Ce rapport de deux universitaires, Bénédicte Savoy du Collège de France, et Felwine Sarr, de l'Université de Saint-Louis au Sénégal, était très attendu et a suscité des avis partagés. Il suggére notamment un changement radical de la loi française sur le patrimoine pour redonner à l'Afrique une partie de son patrimoine.
L'Elysée n'évoque pas dans son communiqué cet aspect législatif du rapport. Le président Macron fait deux annonces principales: la première est la restitution "sans tarder" au Bénin de 26 oeuvres qu'il réclamait. Il s'agit principalement des statues royales d'Abomey, actuellement propriété du musée du Quai Branly. Des prises de guerre du général français Dodds dans le palais de Béhanzin en 1892.
Ce geste, à forte valeur symbolique, fait droit à la revendication d'un pays qui a énergiquement défendu le dossier des restitutions, et qui se préoccupe de mener une véritable politique muséale et culturelle.
La deuxième annonce d'Emmanuel Macron vise à impliquer dans ce vaste enjeu les autres ex-puissances coloniales européennes, en proposant de "réunir à Paris au premier trimestre 2019 l'ensemble des partenaires africains et européens" pour définir le cadre d'une "politique d'échanges" d'oeuvres d'art.
"Circonstances comparables"
"La nécessité d'un travail approfondi avec les autres Etats européens qui conservent des collections de même nature acquises dans des circonstances comparables" est soulignée par l'Elysée.

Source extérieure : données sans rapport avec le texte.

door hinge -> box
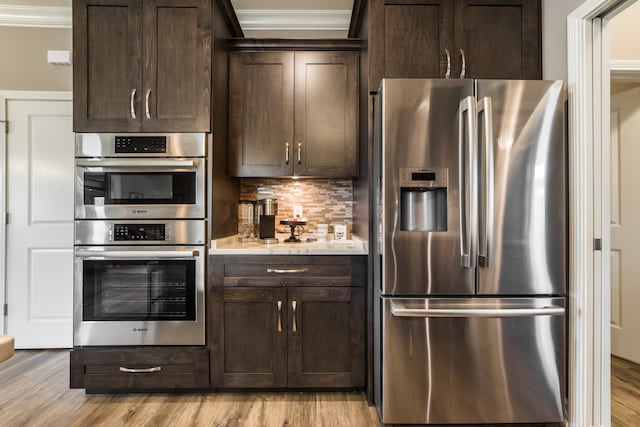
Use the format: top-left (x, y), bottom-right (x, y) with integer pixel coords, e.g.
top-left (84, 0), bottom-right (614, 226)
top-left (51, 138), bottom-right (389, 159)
top-left (593, 239), bottom-right (602, 251)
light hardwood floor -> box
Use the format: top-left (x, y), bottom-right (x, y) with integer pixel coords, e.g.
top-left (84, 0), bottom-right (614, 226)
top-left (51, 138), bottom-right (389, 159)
top-left (0, 350), bottom-right (640, 427)
top-left (611, 356), bottom-right (640, 427)
top-left (0, 350), bottom-right (380, 427)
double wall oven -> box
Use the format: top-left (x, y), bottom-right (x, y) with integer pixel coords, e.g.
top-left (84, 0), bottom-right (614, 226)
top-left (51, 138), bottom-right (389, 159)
top-left (73, 133), bottom-right (207, 346)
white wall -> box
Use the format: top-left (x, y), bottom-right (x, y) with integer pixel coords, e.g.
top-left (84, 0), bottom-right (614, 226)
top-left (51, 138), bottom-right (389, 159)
top-left (542, 0), bottom-right (584, 82)
top-left (609, 1), bottom-right (640, 61)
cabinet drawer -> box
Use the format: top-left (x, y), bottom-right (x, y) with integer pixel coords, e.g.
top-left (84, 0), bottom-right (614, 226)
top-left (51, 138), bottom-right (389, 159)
top-left (71, 347), bottom-right (209, 390)
top-left (210, 256), bottom-right (364, 287)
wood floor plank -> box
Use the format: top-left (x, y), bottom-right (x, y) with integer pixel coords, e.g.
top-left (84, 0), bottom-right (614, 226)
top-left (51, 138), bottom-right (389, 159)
top-left (0, 350), bottom-right (640, 427)
top-left (0, 350), bottom-right (380, 427)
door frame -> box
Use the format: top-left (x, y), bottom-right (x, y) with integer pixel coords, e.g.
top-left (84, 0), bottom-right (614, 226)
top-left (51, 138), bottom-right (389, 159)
top-left (567, 0), bottom-right (635, 427)
top-left (0, 90), bottom-right (72, 334)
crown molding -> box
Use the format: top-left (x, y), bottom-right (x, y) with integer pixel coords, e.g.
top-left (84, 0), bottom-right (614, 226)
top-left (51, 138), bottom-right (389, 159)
top-left (236, 9), bottom-right (351, 31)
top-left (0, 5), bottom-right (71, 28)
top-left (609, 60), bottom-right (640, 82)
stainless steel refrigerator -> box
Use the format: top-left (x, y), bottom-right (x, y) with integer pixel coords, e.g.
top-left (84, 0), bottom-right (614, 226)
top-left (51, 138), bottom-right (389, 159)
top-left (373, 79), bottom-right (567, 424)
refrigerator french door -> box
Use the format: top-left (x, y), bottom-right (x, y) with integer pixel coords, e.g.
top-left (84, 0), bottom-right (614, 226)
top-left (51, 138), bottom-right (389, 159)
top-left (374, 79), bottom-right (567, 424)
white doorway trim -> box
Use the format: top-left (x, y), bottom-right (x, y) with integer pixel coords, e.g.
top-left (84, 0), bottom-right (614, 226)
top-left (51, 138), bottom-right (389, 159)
top-left (567, 0), bottom-right (633, 427)
top-left (0, 90), bottom-right (72, 334)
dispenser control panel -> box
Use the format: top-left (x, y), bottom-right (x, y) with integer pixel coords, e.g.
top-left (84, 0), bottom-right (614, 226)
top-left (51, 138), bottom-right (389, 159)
top-left (400, 168), bottom-right (448, 188)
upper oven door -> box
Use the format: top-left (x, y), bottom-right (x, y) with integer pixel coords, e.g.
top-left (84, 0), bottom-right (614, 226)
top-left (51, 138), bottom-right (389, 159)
top-left (75, 158), bottom-right (205, 219)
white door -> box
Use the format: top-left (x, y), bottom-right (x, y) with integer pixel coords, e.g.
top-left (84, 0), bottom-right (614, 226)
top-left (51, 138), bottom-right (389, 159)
top-left (5, 97), bottom-right (74, 348)
top-left (611, 88), bottom-right (640, 363)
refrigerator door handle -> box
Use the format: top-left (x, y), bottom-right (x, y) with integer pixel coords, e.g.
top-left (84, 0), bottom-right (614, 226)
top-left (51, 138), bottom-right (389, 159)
top-left (478, 96), bottom-right (494, 268)
top-left (458, 96), bottom-right (477, 268)
top-left (391, 303), bottom-right (565, 317)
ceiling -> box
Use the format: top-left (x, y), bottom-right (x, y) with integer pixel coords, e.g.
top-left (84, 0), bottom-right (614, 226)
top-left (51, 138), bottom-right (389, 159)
top-left (231, 0), bottom-right (353, 38)
top-left (0, 0), bottom-right (353, 39)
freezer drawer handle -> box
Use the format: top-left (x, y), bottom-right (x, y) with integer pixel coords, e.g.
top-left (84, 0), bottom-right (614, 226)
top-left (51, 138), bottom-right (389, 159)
top-left (391, 303), bottom-right (564, 317)
top-left (120, 366), bottom-right (162, 374)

Ce sont principalement la Belgique, le Royaume Uni et l'Allemagne. Entre 85 à 90% du patrimoine africain serait hors du continent, principalement dans les musées européens, selon les experts.
Pour l'Elysée, la restitution des oeuvres béninoises ne doit pas constituer un cas isolé ni purement symbolique. Le chef de l'Etat "souhaite que toutes les formes possibles de circulation soient considérées: restitutions, mais aussi expositions, échanges, prêts, dépôts, coopérations".
Le ministres français de la Culture Franck Riester -- présent vendredi aux côtés d'Emmanuel Macron -- et des Affaires étrangères, Jean-Yves Le Drian, sont chargés de "franchir les prochaines étapes".
Le rapport suggère un échéancier précis en trois phases et dresse un premier inventaire incomplet des dizaines de milliers d'objets que les colons ont rapporté d'Afrique. Il propose aussi un changement du Code du patrimoine pour permettre des restitutions, quand des États africains en font la demande. Il insiste cependant sur plusieurs conditions comme une information précise sur la provenance des oeuvres.
En novembre 2017 à l'Université de Ouagadougou, Emmanuel Macron avait reconnu que l'Afrique avait droit à son patrimoine. Une démarche accueillie comme un acte de justice, mais aussi comme une boîte de Pandore, avec de multiples chausse-trappes potentiels.
Il faut que "la jeunesse africaine ait accès en Afrique à son propre patrimoine", a redit vendredi l'Elysée, qui a rappelé le souhait émis par le président que "d'ici cinq ans les conditions soient réunies pour des restitutions temporaires ou définitives".
- Rapport "inapplicable"?-
Le périmètre des restitutions pourrait englober les biens pillés, volés, butins de guerre, mais aussi ceux, très nombreux, acquis à des prix dérisoires.
Au moins 90.000 objets d'art d'Afrique sub-sahariennes sont dans les collections publiques françaises. Plus des deux tiers des objets d'art --70.000-- se trouvent au Quai Branly, dont 46.000 "acquises" durant la période 1885-1960. Plus de vingt mille autres se trouvent dispersés dans de nombreux musées.
En Afrique, outre le coût et les infrastructures de conservation manquantes, pourraient se poser des contestations territoriales, quand des œuvres appartenaient à des royaumes disparus.
Selon l'avocat spécialisé Yves-Bernard Debie, opposé aux restitutions, "ce rapport est inopérant", car "aucun marchand d'art africain ancien n'a été consulté".
Selon Me Alexandre Giquello, de la maison de ventes Binoche et Giquello, spécialisée dans les collections d'art primitif, il est "inapplicable" et "90% des biens africains ont été achetés, offerts, échangés, troqués".
"Que les objets viennent et qu'ils repartent, ça ne nous pose pas problème mais nous voulons avoir accès à ces objets", avait estimé pour sa part la directrice du musée des civilisations de Côte d'Ivoire, Silvie Memel Kassi. "Ce n'est pas un mal en soi qu'ils soient en France. Ils y ont été conservés et répertoriés. L'important est de travailler ensemble".